A、逮捕の可能性もある重大な犯罪になります。ただ、強盗致傷ではなく、窃盗と傷害事件となることもありますので、逮捕回避のためにも、処分軽減のためにも早急に弁護士をつけるべきです。
【解説】
万引き事件においても、逮捕を免れるために暴行を加えた場合には、事後強盗罪が成立することがあります。さらに、それで怪我をさせた場合には事後強盗致傷罪となります。こうなると、非常に重たい事件になりますので、それまでの前歴がない少年事件であっても少年院送致を含む重大な処分がなされる可能性があります。被害弁償、示談のために努力することに加えて、非行事実を十分に吟味して、「反抗を抑圧すべき程度」ではないことを意見書等で主張していく必要があるでしょう。
刑法
https://laws.e-gov.go.jp/law/140AC0000000045
(窃盗)
第二百三十五条 他人の財物を窃取した者は、窃盗の罪とし、十年以下の懲役又は五十万円以下の罰金に処する。
(強盗)
第二百三十六条 暴行又は脅迫を用いて他人の財物を強取した者は、強盗の罪とし、五年以上の有期懲役に処する。
2前項の方法により、財産上不法の利益を得、又は他人にこれを得させた者も、同項と同様とする。
(事後強盗)
第二百三十八条 窃盗が、財物を得てこれを取り返されることを防ぎ、逮捕を免れ、又は罪跡を隠滅するために、暴行又は脅迫をしたときは、強盗として論ずる。
(強盗致死傷)
第二百四十条強盗が、人を負傷させたときは無期又は六年以上の懲役に処し、死亡させたときは死刑又は無期懲役に処する。
リーフレット「少年審判について」
https://www.courts.go.jp/vc-files/courts/file2/210031.pdf
【参考文献】
丸山嘉代「悩める現場の誌上事件相談室 検事!この事件,どうすればいいですか?(第1回)事後強盗致傷?それとも窃盗と傷害?」警察公論2016年9月号46-53頁
51頁
【これらの中には,検察官の私から見ると「えっ, (事後)強盗致傷罪にならないの?」と疑問を抱くものもあります。実際,①~④の各事件を担当した検察官は, (事後)強盗致傷罪で起訴しているわけですから,検察官と裁判官の判断が分かれた事案といえます。

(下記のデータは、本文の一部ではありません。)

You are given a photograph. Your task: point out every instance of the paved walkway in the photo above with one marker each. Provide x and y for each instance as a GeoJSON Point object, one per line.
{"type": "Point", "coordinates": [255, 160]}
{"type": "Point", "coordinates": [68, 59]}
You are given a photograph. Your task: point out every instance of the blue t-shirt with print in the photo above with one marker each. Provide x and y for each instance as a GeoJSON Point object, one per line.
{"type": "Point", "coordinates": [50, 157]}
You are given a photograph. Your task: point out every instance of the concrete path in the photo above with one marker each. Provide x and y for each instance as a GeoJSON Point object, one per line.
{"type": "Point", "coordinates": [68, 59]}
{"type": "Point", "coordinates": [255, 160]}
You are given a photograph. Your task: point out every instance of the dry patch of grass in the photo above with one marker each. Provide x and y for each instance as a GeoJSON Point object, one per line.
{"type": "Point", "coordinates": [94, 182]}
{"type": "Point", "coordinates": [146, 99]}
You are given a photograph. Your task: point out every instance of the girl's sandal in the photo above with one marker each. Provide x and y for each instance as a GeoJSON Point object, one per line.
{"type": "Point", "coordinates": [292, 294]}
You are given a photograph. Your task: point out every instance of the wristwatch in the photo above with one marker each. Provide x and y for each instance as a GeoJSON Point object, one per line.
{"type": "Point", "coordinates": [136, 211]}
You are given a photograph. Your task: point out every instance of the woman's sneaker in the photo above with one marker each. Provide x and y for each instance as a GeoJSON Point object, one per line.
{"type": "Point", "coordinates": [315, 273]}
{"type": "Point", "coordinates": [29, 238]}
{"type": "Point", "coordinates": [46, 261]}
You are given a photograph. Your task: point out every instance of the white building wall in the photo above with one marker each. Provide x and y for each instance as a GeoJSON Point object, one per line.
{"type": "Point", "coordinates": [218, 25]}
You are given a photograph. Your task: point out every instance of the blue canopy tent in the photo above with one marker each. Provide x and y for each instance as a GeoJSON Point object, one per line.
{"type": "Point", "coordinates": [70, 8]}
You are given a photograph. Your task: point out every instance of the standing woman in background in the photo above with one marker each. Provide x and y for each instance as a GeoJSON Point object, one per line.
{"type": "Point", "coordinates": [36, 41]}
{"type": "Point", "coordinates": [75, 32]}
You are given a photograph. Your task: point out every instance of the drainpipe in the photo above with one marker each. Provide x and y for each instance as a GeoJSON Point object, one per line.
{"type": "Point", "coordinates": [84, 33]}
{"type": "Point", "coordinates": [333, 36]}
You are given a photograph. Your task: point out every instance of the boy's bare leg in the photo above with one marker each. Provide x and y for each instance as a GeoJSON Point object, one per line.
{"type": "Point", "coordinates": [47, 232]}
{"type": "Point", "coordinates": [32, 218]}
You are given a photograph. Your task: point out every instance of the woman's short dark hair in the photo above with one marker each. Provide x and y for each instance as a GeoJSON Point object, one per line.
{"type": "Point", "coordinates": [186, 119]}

ことほどさように,事後強盗による強盗致傷罪に当たるかというのは,判断が難しいものですから,警察官の皆さんに第一に考えていただきたいのは,被疑者の行為が何罪に当たるかという評価の問題よりも, 「被疑者の暴行,脅迫が,社会通念上一般に,被害者の反抗を抑圧するに足る程度のものであったかどうかを判断するための証拠を集めること」,具体的には,被疑者の行為をきちんと特定できる証拠を集めるということなのです。】
須賀正行「元検察官のキャンパスノートNo.89 -外事事件-万引き(窃盗-刑法235条)」捜査研究2018年12月号(817号)82-95頁
86-87頁
【万引き犯人が代金を支払うことなく,商品を持ち出し,私服の警備員(万引きGメン)に呼び止められた際逮捕を免れるために暴行又は脅迫を加えた場合には事後強盗罪(刑法238条)が成立します。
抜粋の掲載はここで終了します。